Studies suggest that social media acts as the digital twin of interpersonal communication.

For example, the University of Princeton recently conducted a study on the “emotional contagion” of users through Facebook. The study manipulated the newsfeeds of 689,003 Facebook users by decreasing the amount of positive or negative posts. The users who experienced a decrease in negative posts in their newsfeeds tended to post more positive messages. In contrast, users with reduced positive posts posted more negative messages.

Check out the image below. Does it make you happy? Would you share it with your social networks?

Contagious emotions in social media

Now, think about the nature of emotional contagion.

When someone laughs, we feel a sudden urge to respond in kind. If someone expresses sadness, you have an empathetic response. The Princeton emotional contagion study mimicked this phenomenon of emotional transferral — but did it through online communication. This begs the question: Are we not only adapting physically to new technology, but emotionally as well?

It appears that we ARE catching emotion from social media posts.

The study also found that when there was a lack of emotional posts in users’ newsfeeds, users had a withdrawal effect where they posted less frequently. It’s clear that emotions affect social media users and their behavior on social media platforms.

Create social content that provokes emotion

So, what can modern business owners do to make use of this knowledge? How can you create a ripple in the digital landscape and evangelize people to promote your business?

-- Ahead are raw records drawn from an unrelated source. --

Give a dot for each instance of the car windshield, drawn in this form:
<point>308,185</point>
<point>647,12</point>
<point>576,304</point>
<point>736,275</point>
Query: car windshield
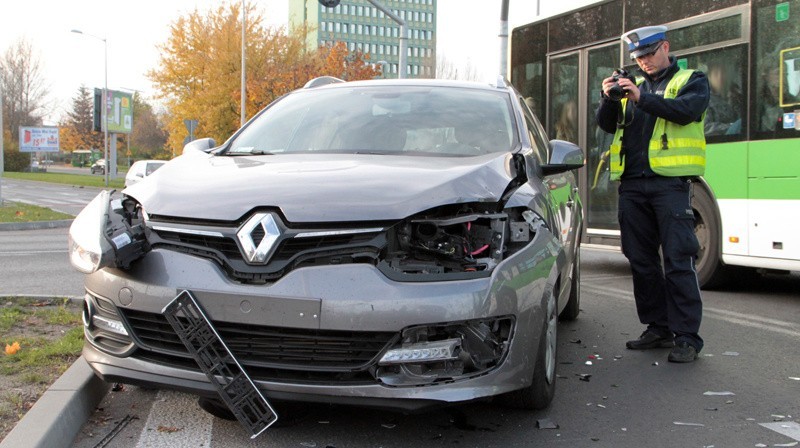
<point>412,120</point>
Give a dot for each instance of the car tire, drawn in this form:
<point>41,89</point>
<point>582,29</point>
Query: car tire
<point>573,308</point>
<point>541,391</point>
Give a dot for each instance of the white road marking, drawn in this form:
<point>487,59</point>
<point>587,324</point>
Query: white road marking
<point>788,429</point>
<point>748,320</point>
<point>176,421</point>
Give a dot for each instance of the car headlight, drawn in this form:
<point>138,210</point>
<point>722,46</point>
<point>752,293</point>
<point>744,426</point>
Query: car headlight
<point>88,248</point>
<point>107,233</point>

The key is simple: happiness.

Dr. Jonah Berger, a social scientist at the University of Pennsylvania and author of Contagious: Why Things Catch On, studies “word-of-mouth” communication. He and colleague Katherine Milkman analyzed The New York Times' “most emailed” list for six months to determine which kind of articles were most likely to be shared. They also accounted for other factors such as the amount of exposure on The Times’ home page.

What they found was that readers wanted to share content that provoked emotion, and mainly what they wanted to feel and share was content that provoked wonder and awe.

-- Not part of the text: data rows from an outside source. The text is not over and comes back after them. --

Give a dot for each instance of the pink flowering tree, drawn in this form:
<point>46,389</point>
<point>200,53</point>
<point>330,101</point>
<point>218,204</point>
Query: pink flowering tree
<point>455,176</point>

This is not to say that people don’t enjoy a good disaster. As anyone watching the evening news can attest to, we can still be hooked by our own morbid curiosity. But, although doom and gloom grabs eyeballs, it’s not as shareable as its opposite.

The business-customer relationship is no longer a one-way street.

Viewers of the evening news can’t interact with their TV sets, but they can now interact with the channel’s social media page. Similarly, your customers now have the power to be a part of your brand image by interacting with your social media posts.

Evangelize your followers

What’s more is that this is desirable. Posts that grab eyeballs but don’t provoke an interaction are duds in the social media realm. To really get exposure and be dubbed an authority in your field, you want to evangelize people to be digital billboards by sharing your posts. While the evening news only needs viewers, you as a small business owner could probably use some free advertising.

So, instead of the age-old adage, “if it bleeds, it leads,” start thinking, “if it cares, it shares.” Dr. Berger found not only that positive, emotionally-arousing messages were more likely to be shared, but that they had a higher chance of achieving that golden standard: going viral.

Perhaps you know the story of Joshie the Giraffe or the one about the tiger bread. Both stories had an insignificant start: A young boy loses his favorite stuffed animal, and a 3-year-old inquires about the name of a certain type of bread. The thing that makes these stories interesting is how the businesses involved were able to evoke emotional reactions from the social media community and turn their stories into viral sensations.

Though the opportunity does not always arise to take a stuffed animal on a vacation, or to rename a product on the whim of a youngster, you can take a lesson from these two stories about keeping your eyes open for opportunities to create a shareable ripple.